I am still taking a break from blogging until 2012, but here’s another post you may have missed. This originally appeared in my first blog on July 20, 2006. Context: I was living in Nairobi, Kenya, Africa. The rules of life are a little different there.
A few weeks ago, a colleague asked me if I would stand in a police line‐up. This friend had his identity stolen here in Kenya. A South African white guy stole his credit card info (along with others’) and had made tens of thousands of dollars of purchases.
The police officer said he didn’t know enough white guys to fill a line‐up for witnesses to look at. So he asked my colleague if he could find some white men. (Thus, me, along with about eight other colleagues.) My first reaction was, “What if the witnesses think I look more like the criminal than the criminal does? I don’t want to go to prison!” Then he assured me the officer said there was no chance any of us non‐criminals would be convicted. Mostly I said yes because my other colleagues did. I figured if they thought it was safe, it probably was safe.
In the end, we didn’t stand in a line, as the criminal chose the option of not standing in a police lineup.
While we were waiting for things to get sorted out, the police officer basically said, “We trust you (white) people.” (And then he implied something like, “This guy really ruined our perceptions!”)
The photo? The police officer gladly gave me the opportunity to take that shot. (You should always carry your camera!) Of note: he had a South African “Temporary Passport” (whatever that is!) and a fake California driver’s license (with the address on the card being, “Queen Rd TX” (Yes, that’s supposed to be “Texas”.) On the back of the “license” it said “Property of the US Government”.

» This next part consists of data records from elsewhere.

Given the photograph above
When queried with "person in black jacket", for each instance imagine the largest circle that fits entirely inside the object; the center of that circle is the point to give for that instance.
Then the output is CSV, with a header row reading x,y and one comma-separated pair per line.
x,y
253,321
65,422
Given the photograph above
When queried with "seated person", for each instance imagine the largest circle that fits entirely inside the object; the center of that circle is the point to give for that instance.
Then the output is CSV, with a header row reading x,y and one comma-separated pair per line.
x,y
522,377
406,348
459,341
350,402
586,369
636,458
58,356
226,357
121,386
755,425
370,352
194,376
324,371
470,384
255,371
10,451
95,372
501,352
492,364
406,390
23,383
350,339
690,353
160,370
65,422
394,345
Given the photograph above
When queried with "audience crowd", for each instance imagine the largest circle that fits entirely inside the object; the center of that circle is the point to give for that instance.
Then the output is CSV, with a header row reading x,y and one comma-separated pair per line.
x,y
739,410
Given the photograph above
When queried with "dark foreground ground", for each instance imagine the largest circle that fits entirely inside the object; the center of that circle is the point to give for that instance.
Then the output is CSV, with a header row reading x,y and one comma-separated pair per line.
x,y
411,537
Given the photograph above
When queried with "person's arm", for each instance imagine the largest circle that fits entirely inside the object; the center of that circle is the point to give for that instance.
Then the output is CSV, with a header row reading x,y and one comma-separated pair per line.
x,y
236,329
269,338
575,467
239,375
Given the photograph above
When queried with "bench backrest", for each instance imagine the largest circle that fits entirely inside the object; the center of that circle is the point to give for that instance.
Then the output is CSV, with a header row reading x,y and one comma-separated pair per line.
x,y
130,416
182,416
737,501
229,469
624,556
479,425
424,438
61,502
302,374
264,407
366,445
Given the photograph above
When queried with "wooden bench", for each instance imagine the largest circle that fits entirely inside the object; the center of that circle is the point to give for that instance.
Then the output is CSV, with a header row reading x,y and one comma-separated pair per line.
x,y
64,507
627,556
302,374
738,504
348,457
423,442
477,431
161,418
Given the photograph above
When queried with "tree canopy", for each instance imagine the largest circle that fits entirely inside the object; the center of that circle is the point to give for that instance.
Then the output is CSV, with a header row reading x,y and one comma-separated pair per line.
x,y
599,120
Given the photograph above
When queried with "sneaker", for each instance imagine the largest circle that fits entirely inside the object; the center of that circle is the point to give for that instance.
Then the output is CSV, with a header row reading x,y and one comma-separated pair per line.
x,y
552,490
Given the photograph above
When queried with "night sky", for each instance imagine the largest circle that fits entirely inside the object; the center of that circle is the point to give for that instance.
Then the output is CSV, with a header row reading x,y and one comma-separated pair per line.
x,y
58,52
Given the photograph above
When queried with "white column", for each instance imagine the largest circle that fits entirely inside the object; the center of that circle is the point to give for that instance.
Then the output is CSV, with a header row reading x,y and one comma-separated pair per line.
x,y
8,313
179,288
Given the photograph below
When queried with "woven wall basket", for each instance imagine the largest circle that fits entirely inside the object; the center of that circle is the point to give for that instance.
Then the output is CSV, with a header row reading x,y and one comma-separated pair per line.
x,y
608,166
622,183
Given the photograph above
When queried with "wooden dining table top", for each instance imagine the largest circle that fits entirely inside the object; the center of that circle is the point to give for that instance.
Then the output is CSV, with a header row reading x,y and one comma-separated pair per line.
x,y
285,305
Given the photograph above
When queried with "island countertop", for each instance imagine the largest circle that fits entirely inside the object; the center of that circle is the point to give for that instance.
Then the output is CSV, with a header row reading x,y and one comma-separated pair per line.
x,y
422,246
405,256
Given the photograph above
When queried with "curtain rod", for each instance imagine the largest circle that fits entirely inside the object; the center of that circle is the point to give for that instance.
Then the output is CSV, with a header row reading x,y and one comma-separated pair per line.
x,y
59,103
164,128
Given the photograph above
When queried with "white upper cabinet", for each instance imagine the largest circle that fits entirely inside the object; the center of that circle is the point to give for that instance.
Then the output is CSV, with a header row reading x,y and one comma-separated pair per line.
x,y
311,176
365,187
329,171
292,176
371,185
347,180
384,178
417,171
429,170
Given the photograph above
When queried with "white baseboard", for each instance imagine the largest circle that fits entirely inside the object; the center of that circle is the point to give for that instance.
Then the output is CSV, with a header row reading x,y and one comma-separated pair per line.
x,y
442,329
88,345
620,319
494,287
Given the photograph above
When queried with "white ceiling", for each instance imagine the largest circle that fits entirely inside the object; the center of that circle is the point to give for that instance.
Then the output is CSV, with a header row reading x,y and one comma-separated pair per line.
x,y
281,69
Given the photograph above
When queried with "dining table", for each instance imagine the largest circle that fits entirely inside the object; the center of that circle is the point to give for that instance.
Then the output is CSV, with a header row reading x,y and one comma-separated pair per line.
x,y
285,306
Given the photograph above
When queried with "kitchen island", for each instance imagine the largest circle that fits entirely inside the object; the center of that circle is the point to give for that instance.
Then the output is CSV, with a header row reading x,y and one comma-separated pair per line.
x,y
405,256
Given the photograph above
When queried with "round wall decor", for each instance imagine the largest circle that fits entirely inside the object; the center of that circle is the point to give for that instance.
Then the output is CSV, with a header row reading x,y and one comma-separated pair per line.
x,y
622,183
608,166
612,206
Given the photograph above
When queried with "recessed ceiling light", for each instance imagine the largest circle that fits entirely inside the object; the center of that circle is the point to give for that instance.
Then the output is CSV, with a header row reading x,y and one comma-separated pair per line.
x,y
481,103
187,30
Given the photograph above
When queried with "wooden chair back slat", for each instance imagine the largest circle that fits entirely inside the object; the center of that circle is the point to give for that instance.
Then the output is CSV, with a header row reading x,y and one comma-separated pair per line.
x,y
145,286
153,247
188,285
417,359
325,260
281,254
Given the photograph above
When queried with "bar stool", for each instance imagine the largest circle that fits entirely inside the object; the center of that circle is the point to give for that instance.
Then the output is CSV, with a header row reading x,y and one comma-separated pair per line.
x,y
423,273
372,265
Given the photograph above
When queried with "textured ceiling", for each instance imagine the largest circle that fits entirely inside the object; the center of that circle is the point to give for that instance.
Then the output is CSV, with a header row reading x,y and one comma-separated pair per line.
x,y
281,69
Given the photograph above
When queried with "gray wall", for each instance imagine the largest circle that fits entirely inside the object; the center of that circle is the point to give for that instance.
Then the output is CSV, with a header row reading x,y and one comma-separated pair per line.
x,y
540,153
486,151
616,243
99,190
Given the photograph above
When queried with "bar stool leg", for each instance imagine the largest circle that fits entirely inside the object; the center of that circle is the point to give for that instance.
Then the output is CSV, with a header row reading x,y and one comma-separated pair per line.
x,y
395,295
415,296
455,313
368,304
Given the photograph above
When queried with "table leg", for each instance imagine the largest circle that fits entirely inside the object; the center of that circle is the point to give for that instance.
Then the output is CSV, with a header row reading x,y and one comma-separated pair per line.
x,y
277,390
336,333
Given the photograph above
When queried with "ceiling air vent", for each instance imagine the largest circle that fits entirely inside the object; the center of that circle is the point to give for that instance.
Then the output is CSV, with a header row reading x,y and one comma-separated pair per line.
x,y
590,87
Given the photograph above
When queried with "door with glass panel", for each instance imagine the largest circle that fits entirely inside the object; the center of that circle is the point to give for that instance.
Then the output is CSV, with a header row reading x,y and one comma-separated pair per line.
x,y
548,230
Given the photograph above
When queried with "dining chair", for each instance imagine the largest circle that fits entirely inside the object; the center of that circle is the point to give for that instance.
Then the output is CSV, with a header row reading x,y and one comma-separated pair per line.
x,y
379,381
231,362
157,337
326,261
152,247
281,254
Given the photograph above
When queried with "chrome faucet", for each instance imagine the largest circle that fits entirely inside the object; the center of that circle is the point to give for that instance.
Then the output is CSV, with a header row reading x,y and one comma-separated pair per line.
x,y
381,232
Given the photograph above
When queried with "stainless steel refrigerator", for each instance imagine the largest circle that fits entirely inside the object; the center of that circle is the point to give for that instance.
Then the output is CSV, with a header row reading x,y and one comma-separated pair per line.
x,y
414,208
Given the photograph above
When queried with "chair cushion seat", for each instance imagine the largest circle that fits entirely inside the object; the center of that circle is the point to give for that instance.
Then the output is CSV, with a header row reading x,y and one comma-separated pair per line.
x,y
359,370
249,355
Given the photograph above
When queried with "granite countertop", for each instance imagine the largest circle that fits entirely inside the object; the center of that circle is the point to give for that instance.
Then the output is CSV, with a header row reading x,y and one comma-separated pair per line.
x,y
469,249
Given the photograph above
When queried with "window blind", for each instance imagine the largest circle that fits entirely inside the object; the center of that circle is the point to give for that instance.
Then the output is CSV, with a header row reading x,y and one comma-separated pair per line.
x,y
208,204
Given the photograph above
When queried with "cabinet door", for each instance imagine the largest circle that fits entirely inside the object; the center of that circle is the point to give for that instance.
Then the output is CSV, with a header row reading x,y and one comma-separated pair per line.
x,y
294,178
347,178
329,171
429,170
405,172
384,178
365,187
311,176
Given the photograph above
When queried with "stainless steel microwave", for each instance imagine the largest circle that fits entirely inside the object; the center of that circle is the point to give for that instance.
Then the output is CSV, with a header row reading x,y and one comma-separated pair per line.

The whole incident really gave me a good feeling about the Kenyan police. They did a great job apprehending the criminal. Admittedly, he did some pretty stupid things, like trying to steal from the same shop three times. (The third strike was his out.)
And another thing he didn’t do was consider the consequences of his actions. In the Nairobi newspaper on the same day as our line‐up experience was this story, “Conditions in [Kenyan] Prisons Worst in the World, says Official.”